Some odd details came out in the discussion. Arising from the brusque question, “What’s all this about rabbits?” came the fact that a bundle of prize ribbons on display, which had been supposedly won by a young character who owned a pet rabbit, were actually Egoyan’s own prizes from the days when he had shown his pet rabbits at fairs. Rabbits kept turning up in the film at least partly because the director had a longstanding fondness for them. However, even more was revealed about Egoyan’s intentions in writing each character, what he believed their motivations were, and why they acted as they did. He even suggested that sometimes a character’s motives were purposely left vague, as they would have been to the other characters. Some films require a tolerance for ambiguity.

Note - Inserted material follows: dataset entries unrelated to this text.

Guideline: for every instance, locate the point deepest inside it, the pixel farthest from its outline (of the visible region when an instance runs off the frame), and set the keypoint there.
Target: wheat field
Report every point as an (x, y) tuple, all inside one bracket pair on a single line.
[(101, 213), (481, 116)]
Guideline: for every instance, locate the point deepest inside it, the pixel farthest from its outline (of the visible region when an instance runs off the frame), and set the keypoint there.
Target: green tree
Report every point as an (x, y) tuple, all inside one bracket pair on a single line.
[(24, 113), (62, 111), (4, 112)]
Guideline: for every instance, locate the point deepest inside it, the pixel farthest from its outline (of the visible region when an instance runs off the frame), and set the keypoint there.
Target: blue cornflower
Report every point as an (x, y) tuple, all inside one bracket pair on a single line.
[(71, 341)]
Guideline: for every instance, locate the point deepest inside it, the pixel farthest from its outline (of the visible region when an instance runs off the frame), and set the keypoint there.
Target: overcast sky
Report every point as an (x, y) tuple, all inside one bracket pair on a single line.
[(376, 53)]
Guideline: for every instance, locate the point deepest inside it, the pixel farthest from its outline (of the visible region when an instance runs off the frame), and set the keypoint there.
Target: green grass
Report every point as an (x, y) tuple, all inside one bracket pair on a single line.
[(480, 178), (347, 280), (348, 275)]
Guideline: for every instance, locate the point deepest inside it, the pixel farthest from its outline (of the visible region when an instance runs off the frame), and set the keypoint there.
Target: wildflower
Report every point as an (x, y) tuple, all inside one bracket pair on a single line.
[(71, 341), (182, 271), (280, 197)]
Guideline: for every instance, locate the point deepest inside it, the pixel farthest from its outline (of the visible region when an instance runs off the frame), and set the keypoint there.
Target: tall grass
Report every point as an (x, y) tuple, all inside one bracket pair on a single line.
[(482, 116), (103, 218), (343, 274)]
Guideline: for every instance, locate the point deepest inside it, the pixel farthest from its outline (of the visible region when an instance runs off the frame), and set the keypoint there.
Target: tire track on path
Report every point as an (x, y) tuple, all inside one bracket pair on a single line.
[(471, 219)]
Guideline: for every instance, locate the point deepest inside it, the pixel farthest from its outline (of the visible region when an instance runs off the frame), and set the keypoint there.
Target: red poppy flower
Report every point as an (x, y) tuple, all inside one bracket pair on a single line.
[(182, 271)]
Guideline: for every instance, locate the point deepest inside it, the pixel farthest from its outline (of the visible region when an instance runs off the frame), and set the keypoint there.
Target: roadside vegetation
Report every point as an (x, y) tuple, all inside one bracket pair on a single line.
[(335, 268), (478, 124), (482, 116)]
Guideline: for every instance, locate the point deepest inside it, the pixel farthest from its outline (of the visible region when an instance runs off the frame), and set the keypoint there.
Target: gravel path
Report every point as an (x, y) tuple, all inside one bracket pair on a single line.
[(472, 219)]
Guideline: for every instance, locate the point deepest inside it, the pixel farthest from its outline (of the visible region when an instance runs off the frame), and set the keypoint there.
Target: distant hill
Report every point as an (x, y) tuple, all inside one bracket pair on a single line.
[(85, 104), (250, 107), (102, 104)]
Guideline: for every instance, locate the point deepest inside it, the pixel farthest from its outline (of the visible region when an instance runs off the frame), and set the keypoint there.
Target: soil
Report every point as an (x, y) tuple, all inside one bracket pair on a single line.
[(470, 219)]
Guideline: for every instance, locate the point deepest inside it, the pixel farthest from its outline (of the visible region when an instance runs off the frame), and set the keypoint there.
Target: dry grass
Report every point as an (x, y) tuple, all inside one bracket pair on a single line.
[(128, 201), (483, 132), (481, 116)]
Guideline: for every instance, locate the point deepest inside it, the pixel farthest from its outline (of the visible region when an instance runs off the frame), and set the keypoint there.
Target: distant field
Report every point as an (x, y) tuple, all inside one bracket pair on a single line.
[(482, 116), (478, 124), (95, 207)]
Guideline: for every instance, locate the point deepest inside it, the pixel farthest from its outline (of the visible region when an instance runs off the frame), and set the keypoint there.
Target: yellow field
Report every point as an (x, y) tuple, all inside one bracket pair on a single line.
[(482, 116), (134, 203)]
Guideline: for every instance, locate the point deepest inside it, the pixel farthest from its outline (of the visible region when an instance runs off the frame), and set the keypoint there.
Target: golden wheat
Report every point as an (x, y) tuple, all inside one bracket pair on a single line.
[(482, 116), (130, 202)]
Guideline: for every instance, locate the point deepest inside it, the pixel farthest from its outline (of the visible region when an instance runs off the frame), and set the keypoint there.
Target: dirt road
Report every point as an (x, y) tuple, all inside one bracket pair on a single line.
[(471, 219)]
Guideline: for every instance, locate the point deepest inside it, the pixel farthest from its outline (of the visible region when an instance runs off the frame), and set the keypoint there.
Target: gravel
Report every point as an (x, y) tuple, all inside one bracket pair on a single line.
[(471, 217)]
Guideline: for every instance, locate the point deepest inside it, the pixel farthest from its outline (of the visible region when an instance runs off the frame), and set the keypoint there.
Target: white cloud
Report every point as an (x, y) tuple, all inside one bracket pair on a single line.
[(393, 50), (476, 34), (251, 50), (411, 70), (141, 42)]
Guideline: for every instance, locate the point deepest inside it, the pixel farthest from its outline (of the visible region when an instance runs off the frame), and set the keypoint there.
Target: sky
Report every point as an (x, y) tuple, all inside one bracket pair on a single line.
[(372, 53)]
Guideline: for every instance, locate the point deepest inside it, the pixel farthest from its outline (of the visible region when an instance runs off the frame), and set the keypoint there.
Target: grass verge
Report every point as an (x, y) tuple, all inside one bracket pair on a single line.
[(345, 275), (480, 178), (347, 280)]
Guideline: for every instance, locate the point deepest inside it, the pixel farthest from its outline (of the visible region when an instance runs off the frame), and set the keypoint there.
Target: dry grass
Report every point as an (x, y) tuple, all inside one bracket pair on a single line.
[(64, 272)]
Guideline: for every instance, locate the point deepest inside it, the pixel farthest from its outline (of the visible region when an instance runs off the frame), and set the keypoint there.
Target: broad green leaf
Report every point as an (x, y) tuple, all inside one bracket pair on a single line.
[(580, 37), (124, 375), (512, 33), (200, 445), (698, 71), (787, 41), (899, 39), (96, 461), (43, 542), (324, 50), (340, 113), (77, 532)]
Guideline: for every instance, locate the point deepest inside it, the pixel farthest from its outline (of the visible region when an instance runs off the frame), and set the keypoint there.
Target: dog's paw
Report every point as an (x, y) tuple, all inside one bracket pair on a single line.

A simple question about the choice of music in Guest of Honour led to some interesting analysis. Egoyan mentioned a composer, Shannon Graham, whom he’d hired to produce original music, which was meant to be music composed by a main character. Graham and other members of the music department also composed or chose the score for the film. It was extremely important, Egoyan explained, because so much of the story was being hidden or suppressed for most of the film. In that situation, the viewer had to be “guided” by the music. The soundtrack actually served to offer an explanation, by way of its mood or tempo, when the characters were refusing to make their feelings clear. It’s true, the music was helpful, even when it was not being noticed consciously. 

To the question, “What’s next?” Egoyan simply replied, “I have no idea.” Looking forward to it, whatever it may be.